Coral brickscape
I’m a coral nerd and an unrepentant adult fan of LEGO bricks, so I figured why not attempt a completely instruction-free build of a squishy, curvaceous reef out of hard plastic 90° angles.
Certainly I get the irony of making a model of corals from non-biodegradable plastics, but maybe that’s the point (and part of the point of keeping a huge tank of actual corals): the need to create a microcosm of something that’s rapidly disappearing seems more urgent, even if it’s only a creative pastime.
And what a pastime it was. Early on in my musings of how to do this I realized there was no way I could find the bricks I thought I needed just sorting through the 100,000+ loose bricks in the dozens of tubs and bags they were randomly collected in. This launched an effort at organization and general de-crufting that deferred the actual reef project for months.
The sorting itself was, in a way, part of the design process. Touching every single brick we own (in every possible orientation, decontextualized from its originally-intended purpose) gave me a millisecond per brick to consider how it might be used to simulate the crazy shapes that reefs take.
And that was the real challenge; there’s nothing rectilinear about coral. If it isn’t a swaying mass of tentacles, polyps, and pulsing mouths it’s a bleached Iron Throne of jagged, fractal CaCO3. I took a lot of inspiration from techniques for making botanical models (plants, flowers, etc) but also from the advanced facade decorations included in LEGO modular architecture sets. Basically, I catalogued as many of the ways of getting bricks to assume odd or semi-random angles while still being affixed to one another. Didn’t hurt that I could just stare at my own tank of beasties for inspiration when I got stuck.
There is an actual LEGO coral brick, but I ended up not using it much as it’s really a distillation of what we generically think coral looks like. In the end it was far more fun to repurpose minifig hairpieces, radar dishes, trumpets, chalices, carrots and ice cream scoops. Mounting all that was mostly an exercise in SNOT (“studs not on top”) design, using nearly every brick made specifically for that purpose and a ton of techniques culled from the LEGO nerdweb.

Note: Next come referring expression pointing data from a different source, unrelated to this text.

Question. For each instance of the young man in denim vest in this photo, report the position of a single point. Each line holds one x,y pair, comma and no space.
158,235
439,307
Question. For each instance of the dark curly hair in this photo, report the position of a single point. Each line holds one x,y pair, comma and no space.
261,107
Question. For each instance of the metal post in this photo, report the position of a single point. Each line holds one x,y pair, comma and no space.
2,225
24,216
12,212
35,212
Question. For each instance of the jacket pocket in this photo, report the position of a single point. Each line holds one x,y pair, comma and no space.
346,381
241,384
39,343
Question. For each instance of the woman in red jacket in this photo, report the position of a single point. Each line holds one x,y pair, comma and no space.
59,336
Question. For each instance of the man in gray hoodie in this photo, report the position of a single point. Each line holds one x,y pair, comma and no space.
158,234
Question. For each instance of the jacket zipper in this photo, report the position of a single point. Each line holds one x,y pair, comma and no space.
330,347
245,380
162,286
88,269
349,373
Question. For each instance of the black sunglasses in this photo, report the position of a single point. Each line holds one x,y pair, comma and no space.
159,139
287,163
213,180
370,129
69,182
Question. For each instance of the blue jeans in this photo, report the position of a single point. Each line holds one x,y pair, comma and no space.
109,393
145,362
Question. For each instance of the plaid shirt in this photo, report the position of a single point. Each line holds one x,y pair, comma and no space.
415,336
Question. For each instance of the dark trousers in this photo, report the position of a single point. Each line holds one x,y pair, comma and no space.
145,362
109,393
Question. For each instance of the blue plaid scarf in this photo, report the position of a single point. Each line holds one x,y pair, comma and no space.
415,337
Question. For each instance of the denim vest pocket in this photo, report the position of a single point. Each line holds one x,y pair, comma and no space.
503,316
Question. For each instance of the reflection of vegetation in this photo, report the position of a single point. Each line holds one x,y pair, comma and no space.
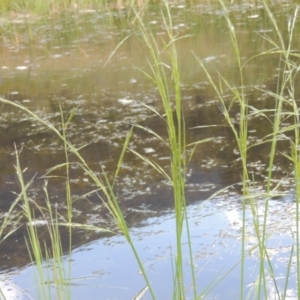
165,74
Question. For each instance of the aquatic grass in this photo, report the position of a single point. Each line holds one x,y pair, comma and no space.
170,94
103,184
241,136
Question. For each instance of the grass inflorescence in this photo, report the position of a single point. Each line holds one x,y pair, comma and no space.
165,75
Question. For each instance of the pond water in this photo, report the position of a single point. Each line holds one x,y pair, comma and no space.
68,62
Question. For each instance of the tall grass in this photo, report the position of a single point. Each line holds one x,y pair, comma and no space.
285,87
165,75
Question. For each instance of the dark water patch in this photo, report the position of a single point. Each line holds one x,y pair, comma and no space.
64,67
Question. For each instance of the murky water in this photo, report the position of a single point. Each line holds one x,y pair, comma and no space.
68,63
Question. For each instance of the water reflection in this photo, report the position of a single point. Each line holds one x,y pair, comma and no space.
59,69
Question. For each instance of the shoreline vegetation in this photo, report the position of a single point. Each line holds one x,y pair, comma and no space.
164,74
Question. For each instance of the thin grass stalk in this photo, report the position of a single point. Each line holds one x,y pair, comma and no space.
105,186
176,134
68,187
287,82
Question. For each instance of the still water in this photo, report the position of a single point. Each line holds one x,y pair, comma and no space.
68,63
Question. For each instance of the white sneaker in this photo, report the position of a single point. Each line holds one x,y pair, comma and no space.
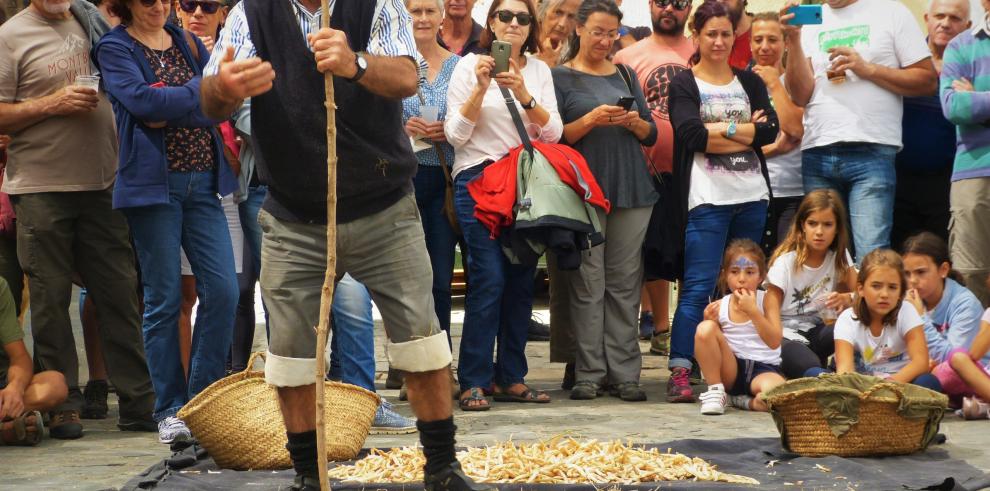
713,400
172,429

There’s a lot going on in this ecosystem. The main subdivisions left-to-right are a vibrant reef section, the marine science and bleached reef middle section, and the “all the things on the seafloor” section which includes a shipwreck, hydrothermal vent, and whale fall. Other items include a transoceanic fiber cable (with repair technician attempting to bring broadband to your continent), wreckage from Oceanic Flight 815, Aquaman fighting Black Manta, a couple shy mermaids, the Antikythera Mechanism, a diver as skeletonized as the whale, human trash in the bleached patch (including an actual broken piece of ABS LEGO plastic), and a steampunk Diver Dan. See if you can find them all. (Here’s the full set of photos at Flickr.)
It’s all now mounted on a lower shelf in my home library, part of a larger cityscape and sea. The ocean surface needs a lot of work, but for now I’m going to turn to the relative comfort and trance-like ease of building a set with actual instructions. Freeform and organic is a lot of work, you know?